How To Choose A Business Entity

Posted by Mrs Money on April 20th, 2017 FacebooktwitterpinterestFacebooktwitterpinterest


Of all the choices that you can make when starting up your own business, choosing the right legal structure for your company is the most important. Not only will the legal structure affect the amount of paperwork you do and the personal liability you face, but also affect your taxes.

Types Of Business Entities

Sole Proprietorship
A sole proprietorship is the most common type of business because it is easy to form and gives you complete managerial control. However, it also means that you will be held personally liable for the financial obligations of the business.

Partnership
A partnership structure involves two or more persons who agree to share the losses and profits that the business incurs.

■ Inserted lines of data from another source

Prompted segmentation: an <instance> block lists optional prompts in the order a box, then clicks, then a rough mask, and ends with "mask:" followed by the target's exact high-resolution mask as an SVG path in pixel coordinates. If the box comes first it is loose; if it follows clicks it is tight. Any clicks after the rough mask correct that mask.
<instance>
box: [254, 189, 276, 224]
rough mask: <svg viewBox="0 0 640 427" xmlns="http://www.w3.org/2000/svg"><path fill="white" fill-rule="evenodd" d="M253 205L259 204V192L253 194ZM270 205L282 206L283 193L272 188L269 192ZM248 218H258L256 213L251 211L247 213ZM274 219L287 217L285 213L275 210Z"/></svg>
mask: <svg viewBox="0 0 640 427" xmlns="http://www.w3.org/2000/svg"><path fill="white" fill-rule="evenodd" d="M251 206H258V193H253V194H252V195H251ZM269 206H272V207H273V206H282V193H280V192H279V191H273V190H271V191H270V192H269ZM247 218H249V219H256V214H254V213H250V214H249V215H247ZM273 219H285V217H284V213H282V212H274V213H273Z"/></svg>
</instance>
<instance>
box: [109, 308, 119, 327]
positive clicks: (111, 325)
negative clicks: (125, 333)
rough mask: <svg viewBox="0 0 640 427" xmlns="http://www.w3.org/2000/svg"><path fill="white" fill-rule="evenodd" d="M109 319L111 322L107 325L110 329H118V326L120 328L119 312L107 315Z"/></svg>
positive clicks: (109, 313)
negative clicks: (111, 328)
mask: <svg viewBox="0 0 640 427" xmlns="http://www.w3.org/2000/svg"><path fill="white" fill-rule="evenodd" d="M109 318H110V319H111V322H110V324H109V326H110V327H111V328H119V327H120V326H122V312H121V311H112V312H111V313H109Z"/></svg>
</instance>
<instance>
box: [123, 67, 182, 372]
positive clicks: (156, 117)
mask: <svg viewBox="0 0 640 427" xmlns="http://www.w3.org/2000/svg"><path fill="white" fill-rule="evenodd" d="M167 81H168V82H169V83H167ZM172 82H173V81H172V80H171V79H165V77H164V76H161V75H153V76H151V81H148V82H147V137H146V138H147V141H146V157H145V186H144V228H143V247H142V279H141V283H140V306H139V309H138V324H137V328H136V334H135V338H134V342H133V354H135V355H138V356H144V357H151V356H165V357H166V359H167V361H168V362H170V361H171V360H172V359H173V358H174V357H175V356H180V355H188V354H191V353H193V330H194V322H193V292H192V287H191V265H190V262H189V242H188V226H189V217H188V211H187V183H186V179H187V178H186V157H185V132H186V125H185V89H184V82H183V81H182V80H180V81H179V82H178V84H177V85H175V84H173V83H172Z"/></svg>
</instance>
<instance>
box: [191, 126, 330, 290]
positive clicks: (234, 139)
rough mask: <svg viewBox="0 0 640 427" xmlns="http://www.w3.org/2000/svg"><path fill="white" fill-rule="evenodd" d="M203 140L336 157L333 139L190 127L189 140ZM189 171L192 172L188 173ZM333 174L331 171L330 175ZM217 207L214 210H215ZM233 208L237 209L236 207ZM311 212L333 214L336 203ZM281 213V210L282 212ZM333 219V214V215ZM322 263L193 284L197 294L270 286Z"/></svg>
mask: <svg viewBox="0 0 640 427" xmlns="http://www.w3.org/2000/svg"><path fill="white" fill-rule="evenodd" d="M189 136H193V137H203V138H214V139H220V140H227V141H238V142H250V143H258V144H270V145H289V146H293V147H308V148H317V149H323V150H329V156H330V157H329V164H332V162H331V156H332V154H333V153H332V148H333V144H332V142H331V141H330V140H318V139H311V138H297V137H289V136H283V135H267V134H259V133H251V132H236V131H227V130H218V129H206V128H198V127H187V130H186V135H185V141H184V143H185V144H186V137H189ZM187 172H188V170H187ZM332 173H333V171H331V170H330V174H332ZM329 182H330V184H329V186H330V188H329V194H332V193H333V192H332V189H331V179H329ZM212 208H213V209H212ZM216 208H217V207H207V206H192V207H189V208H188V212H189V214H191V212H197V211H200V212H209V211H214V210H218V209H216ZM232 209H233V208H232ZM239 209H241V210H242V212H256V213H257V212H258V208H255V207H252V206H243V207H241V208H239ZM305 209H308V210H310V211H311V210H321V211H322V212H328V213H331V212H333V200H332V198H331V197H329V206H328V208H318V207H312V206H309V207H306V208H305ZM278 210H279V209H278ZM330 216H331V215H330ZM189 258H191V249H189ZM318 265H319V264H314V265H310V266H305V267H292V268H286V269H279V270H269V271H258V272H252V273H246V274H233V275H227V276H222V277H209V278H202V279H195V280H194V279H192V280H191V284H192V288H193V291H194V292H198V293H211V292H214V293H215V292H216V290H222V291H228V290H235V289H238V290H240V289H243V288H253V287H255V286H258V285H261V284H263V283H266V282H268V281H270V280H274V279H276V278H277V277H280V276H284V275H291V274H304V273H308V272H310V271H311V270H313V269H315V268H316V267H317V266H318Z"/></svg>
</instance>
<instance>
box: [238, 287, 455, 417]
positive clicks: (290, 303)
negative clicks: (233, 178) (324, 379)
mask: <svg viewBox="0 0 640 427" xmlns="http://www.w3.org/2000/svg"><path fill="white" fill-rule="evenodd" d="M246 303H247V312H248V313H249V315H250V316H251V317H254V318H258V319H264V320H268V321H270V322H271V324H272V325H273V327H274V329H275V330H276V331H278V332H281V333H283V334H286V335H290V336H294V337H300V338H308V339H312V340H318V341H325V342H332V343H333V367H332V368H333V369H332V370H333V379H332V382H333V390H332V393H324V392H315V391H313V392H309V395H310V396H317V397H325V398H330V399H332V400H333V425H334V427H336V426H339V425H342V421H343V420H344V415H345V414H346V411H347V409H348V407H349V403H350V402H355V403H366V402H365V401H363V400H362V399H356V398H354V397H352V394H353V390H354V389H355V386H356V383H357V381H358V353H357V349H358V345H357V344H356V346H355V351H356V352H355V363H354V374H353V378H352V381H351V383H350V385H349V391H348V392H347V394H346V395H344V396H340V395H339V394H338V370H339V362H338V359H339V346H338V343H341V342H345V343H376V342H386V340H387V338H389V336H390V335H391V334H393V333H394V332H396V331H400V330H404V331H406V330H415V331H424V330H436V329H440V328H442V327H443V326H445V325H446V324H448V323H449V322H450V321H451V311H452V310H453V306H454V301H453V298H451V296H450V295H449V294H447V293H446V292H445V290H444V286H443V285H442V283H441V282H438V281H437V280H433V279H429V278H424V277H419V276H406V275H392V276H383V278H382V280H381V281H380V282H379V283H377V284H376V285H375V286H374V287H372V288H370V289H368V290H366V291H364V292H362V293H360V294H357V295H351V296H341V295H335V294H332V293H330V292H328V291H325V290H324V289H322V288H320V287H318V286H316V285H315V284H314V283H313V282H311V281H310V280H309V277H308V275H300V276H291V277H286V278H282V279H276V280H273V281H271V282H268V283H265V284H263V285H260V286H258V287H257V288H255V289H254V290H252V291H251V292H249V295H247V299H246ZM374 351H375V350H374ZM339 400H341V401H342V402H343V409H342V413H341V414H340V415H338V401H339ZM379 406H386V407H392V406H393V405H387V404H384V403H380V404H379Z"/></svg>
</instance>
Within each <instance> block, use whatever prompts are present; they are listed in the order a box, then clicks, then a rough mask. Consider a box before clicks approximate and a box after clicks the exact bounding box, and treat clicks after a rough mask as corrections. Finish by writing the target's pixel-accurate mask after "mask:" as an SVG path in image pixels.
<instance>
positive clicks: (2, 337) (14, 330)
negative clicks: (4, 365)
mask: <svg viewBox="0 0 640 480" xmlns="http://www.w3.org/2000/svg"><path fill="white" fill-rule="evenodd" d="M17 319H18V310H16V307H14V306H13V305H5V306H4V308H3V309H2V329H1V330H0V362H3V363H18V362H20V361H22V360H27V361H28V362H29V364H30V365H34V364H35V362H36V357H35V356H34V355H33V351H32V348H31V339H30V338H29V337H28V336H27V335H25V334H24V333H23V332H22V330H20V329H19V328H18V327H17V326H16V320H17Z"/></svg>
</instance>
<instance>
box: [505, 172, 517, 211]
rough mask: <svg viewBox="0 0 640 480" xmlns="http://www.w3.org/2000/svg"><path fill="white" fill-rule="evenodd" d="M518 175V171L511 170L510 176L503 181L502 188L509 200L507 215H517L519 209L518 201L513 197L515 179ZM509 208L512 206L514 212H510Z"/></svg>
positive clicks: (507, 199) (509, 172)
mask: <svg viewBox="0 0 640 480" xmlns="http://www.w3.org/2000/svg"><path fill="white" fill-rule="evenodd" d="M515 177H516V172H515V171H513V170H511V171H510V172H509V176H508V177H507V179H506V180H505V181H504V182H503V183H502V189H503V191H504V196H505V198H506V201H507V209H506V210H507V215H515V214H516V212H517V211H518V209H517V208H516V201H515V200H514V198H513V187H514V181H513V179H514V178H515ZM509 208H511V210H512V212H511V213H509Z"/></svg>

The main advantage of forming a partnership is that your business will not bear the benefit of losses or tax burden of profits, as they are passed on to individual partners.

A primary disadvantage of partnerships is that each partner will be held personally liable for the business’s financial obligations.

Corporation
A corporation is a legal entity made to conduct business. Since it handles the responsibilities of the business on its own, a corporation is a separate entity from its founders. Just like a person, the entity can be held legally responsible for its actions and taxed.

The main advantage of forming a corporation is the avoidance of personal liability. On the other hand, it is expensive to form and requires extensive record keeping.

(LLC) Limited Liability Company
A limited liability company or LLC is like a hybrid form of a partnership that allows the owners to benefit from the corporation and partnership bits of the business. Profits and losses realized by this business entity can be passed onto the owners without taxation while shielding them from personal liability.

Selecting A Business Entity
When deciding on the best business entity for you, follow these criteria:

Legal liability – To what extent do you wish to be insulated from legal liability? If you do not want to take on any personal liabilities, you should avoid partnerships and sole proprietorships.

Does your business lend itself to possible liability? If it does, you should ask yourself whether you could afford the risk of such liabilities.

Tax implications – Based on your goals and personal situation, are there any opportunities for minimizing taxation? When it comes to corporations, double taxation is a major disadvantage. However, you can avoid this by having S corporation status.

Ongoing administration and formation costs – Tax benefits might not offer enough advantages to offset the cost of doing business as a corporation. Moreover, the costs of record keeping and incorporation might be too much to handle. Handling administrative tasks might eat up your time, creating costs for your business.

Flexibility – As a business owner, your goal is to maximize the business structure’s flexibility by looking at your unique business needs. Personal needs are an important consideration.

Moreover, no two businesses are alike, especially those with multiple owners. This is because people tend to have different goals.

Future needs – When starting a business; you can easily be caught up in the moment. You will not be thinking about the future needs of your business. However, you need to consider all possible scenarios when choosing a business entity. What will happen to your beloved business once you die?

These are all the things that you need to consider when selecting a business entity. Make sure to check out the laws about corporations in your state for guidance.

For instance, if you happen to be a Delaware resident, you should do a Delaware business entity search to make the best possible decision for your area of residence. This will allow you to see how many similar businesses there are in your region. You might end up doing what everyone else is doing.